/ Turkey’s Limak to invest $1 bln in power generation in 2015
Turkey’s Limak to invest $1 bln in power generation in 2015
Reuters / 08.04.2015
ISTANBUL, April 9 (Reuters) - Turkey’s Limak Holding plans to invest $1 billion this year to boost power generation capacity to over 5,000 megawatts (MW) in the next five years from the current 3,000 MW, the company’s chairman said.
Limak, which has assets in construction, cement and energy, already holds 35 percent in a consortium which has taken over the power distribution of 11 Turkish provinces through privatisation tenders in 2013 and 2014.
The $1 billion will be used to construct a new power plant and to boost efficiency at existing plants, Nihat Ozdemir told a news conference.
He said power demand was likely to rise after June as companies have been wary of making new investments due to political uncertainty ahead of elections.
"I believe the demand will rise after the (June) elections and will post an increase of 5 percent this year. According to our predictions, after 2017, there will be an energy deficit (in electricity)," he said.
Turkey has no deficit in power generation capacity but it has to import almost all the natural gas needed to feed its power plants. In 2013, nearly half of electricity generation was sourced by natural gas, followed by coal and hydro.
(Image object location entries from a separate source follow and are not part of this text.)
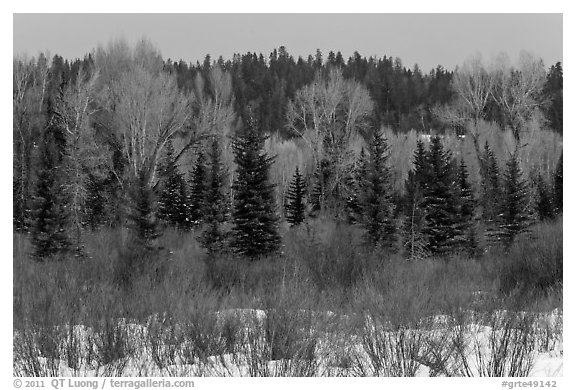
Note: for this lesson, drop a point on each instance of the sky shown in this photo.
(426, 39)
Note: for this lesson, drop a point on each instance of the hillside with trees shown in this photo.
(269, 181)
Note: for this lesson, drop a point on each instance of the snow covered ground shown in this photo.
(494, 346)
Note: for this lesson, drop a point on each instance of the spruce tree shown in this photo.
(514, 217)
(255, 231)
(214, 205)
(467, 228)
(143, 222)
(95, 202)
(172, 198)
(376, 196)
(440, 200)
(558, 180)
(48, 215)
(414, 240)
(491, 193)
(295, 207)
(544, 199)
(197, 193)
(353, 202)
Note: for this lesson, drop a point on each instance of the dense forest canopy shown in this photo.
(100, 135)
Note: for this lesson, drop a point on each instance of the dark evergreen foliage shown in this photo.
(48, 214)
(558, 184)
(376, 196)
(295, 206)
(491, 187)
(514, 217)
(215, 208)
(197, 192)
(95, 202)
(143, 222)
(414, 242)
(440, 200)
(172, 199)
(255, 231)
(467, 225)
(544, 199)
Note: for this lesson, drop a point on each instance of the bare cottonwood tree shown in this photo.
(474, 85)
(73, 111)
(518, 89)
(328, 115)
(143, 108)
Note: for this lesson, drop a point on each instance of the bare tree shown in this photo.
(328, 115)
(72, 112)
(518, 90)
(474, 86)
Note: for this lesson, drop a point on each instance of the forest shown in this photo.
(311, 198)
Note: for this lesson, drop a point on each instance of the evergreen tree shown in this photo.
(95, 202)
(376, 196)
(143, 222)
(48, 214)
(255, 221)
(215, 207)
(467, 212)
(295, 207)
(414, 240)
(172, 199)
(440, 200)
(353, 202)
(197, 193)
(491, 193)
(558, 180)
(514, 217)
(544, 200)
(320, 180)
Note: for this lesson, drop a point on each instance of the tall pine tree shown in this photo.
(197, 192)
(414, 240)
(295, 206)
(376, 196)
(255, 231)
(214, 205)
(467, 227)
(514, 217)
(440, 200)
(172, 198)
(558, 180)
(49, 215)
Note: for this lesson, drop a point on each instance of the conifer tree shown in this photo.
(353, 203)
(414, 240)
(376, 196)
(440, 200)
(295, 207)
(558, 180)
(491, 191)
(514, 217)
(172, 199)
(197, 193)
(48, 214)
(544, 199)
(467, 228)
(215, 206)
(255, 231)
(143, 222)
(95, 202)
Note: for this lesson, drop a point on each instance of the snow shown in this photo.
(336, 353)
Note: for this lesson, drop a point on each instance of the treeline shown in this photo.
(124, 138)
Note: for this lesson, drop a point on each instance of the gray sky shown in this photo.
(426, 39)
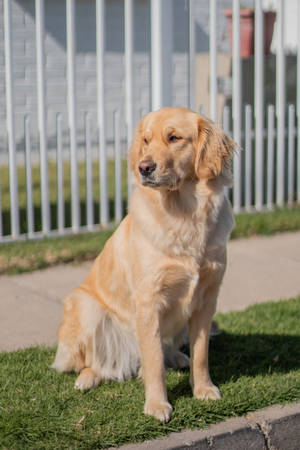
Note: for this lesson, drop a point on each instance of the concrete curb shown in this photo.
(273, 428)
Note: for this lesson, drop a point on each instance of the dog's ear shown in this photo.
(214, 151)
(136, 147)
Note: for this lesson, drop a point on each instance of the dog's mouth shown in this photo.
(168, 182)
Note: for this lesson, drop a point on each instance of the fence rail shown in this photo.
(266, 173)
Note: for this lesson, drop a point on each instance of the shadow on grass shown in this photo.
(233, 356)
(37, 213)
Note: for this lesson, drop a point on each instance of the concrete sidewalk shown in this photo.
(259, 269)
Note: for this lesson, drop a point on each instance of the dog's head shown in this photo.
(173, 145)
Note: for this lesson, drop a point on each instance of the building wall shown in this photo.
(24, 59)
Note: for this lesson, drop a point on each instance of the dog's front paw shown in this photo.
(161, 410)
(87, 379)
(207, 392)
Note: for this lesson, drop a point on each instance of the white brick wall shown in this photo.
(24, 59)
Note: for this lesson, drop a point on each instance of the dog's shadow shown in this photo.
(232, 356)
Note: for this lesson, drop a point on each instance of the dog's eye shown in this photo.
(174, 138)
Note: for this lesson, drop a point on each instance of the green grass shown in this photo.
(31, 255)
(255, 363)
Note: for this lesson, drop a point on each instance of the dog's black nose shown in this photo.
(146, 167)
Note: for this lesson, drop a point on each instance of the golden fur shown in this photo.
(160, 273)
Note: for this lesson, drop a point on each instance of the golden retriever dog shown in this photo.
(158, 276)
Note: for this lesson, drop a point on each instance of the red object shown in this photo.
(247, 30)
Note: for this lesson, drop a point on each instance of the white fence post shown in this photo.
(118, 168)
(28, 169)
(248, 157)
(71, 51)
(291, 153)
(192, 57)
(236, 105)
(213, 59)
(270, 157)
(298, 107)
(41, 97)
(60, 175)
(259, 104)
(280, 104)
(9, 81)
(89, 173)
(161, 53)
(129, 64)
(100, 33)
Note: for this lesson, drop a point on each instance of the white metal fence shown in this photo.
(266, 174)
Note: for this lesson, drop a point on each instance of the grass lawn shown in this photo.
(255, 363)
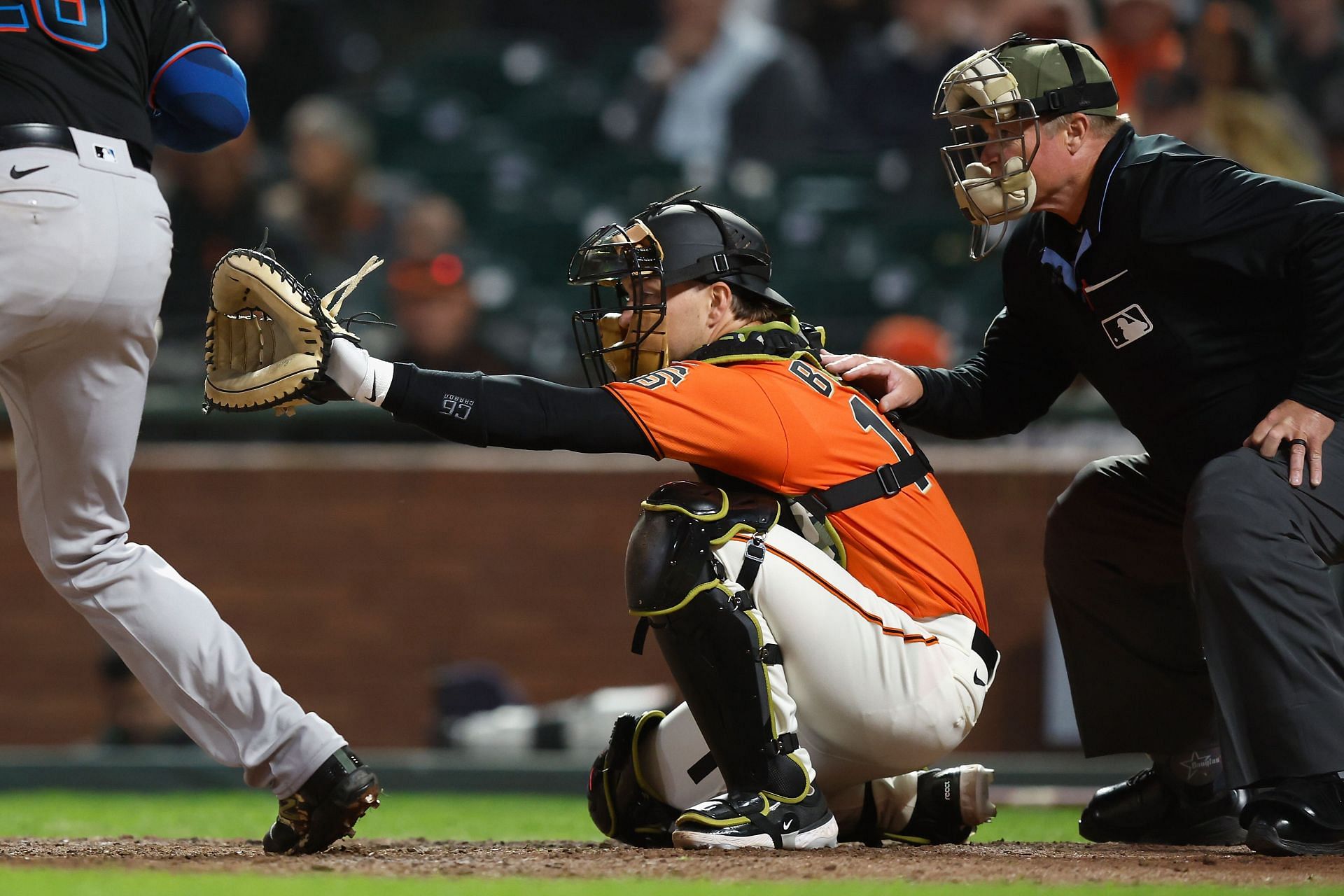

A rising population and economic growth have lifted Turkey’s power consumption in recent years, boosting energy investments.
Ozdemir also said Limak was looking to increase its market share in the domestic cement market to 20 percent from 12 percent through acquisitions and investments to boost capacity.
He also said the company planned to build two cement plants in Africa. "We will invest $50 million in Ivory Coast and $150 million in Mozambique to build production facilities," he said.
Limak is part of the Turkish consortium which made the winning bid in May 2013 to build and operate Istanbul’s third airport, envisaged as one of the world’s largest.
Ozdemir said the 4.5 billion euro loan agreement for the financing of the first phase of the project is set to be signed in May. "The loan will have a 16-year maturity and will be secured by seven Turkish banks," he said.